The utility model discloses a concrete example is applied to explain the principle and the implementation mode of the utility model, and the explanation of the above example is only used to help understand the method and the core idea of the utility model; meanwhile, for the general technical personnel in the field, according to the idea of the present invention, there are changes in the concrete implementation and the application scope. In summary, the content of the present specification should not be construed as a limitation of the present invention.

Claims

1. A micro-droplet active preparation device based on piezoelectric ceramic disturbance is characterized in that: the liquid-driven flow focusing device comprises a liquid-driven flow focusing device, wherein the top of the liquid-driven flow focusing device is connected with a fixed seat through a fixed support, and the bottom of the fixed seat is fixedly connected with a piezoelectric ceramic part; the liquid-driven flowing focusing device comprises a container, a cavity is arranged above the container, a piezoelectric base is arranged above the cavity, a through hole which is communicated up and down is formed in the middle of the piezoelectric base, a polytetrafluoroethylene film is fixedly arranged above the through hole, and a needle head which penetrates through the cavity is arranged below the through hole; a microdroplet phase inlet communicated with the through hole is formed in one side of the piezoelectric base; and the vibration end at the bottom of the piezoelectric ceramic part is in contact connection with the polytetrafluoroethylene film.
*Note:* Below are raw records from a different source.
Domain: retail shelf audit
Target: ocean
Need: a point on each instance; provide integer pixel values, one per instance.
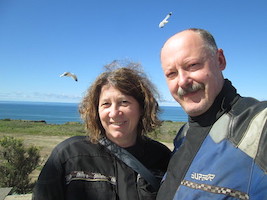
(60, 113)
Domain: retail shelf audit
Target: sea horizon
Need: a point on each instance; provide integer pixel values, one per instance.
(63, 112)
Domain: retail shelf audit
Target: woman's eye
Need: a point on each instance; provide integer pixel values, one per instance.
(124, 102)
(105, 104)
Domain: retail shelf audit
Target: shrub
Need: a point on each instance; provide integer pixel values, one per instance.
(16, 164)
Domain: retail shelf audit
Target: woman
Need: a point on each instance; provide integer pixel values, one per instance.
(118, 110)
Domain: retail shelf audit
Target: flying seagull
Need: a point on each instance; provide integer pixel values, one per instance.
(165, 20)
(70, 75)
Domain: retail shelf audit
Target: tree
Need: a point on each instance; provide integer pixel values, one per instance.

2. The active micro-droplet preparation device based on piezoceramic perturbation of claim 1, wherein: the needle head is of a conical structure with the size gradually reduced from top to bottom.

3. The active micro-droplet preparation device based on piezoceramic perturbation of claim 1, wherein: the piezoelectric ceramic part comprises a shell connected with the fixing seat, piezoelectric ceramic is stacked in the shell, the bottom of the piezoelectric ceramic is connected with a vibration end, the vibration end is fixedly arranged at the bottom of the shell in a penetrating mode through a pre-tightening mechanical structure, and a coaxial cable connected with the piezoelectric ceramic is arranged on one side of the shell in a penetrating mode.

4. The active micro-droplet preparation device based on piezoceramic perturbation of claim 1, wherein: the bottom of the fixed support is fixedly connected with the top of the piezoelectric base.

5. The active micro-droplet preparation device based on piezoceramic perturbation of claim 1, wherein: the cross-sectional structures of the container, the cavity and the piezoelectric base are the same.

6. The active micro-droplet preparation device based on piezoceramic perturbation of claim 3, wherein: the shell is made of stainless steel.

7. The active micro-droplet preparation device based on piezoceramic perturbation of claim 3, wherein: the bottom of the fixed seat is fixedly connected with a threaded base, and the top of the shell is fixedly connected with the threaded base; the top of the piezoelectric ceramic is fixedly connected with the bottom of the threaded base.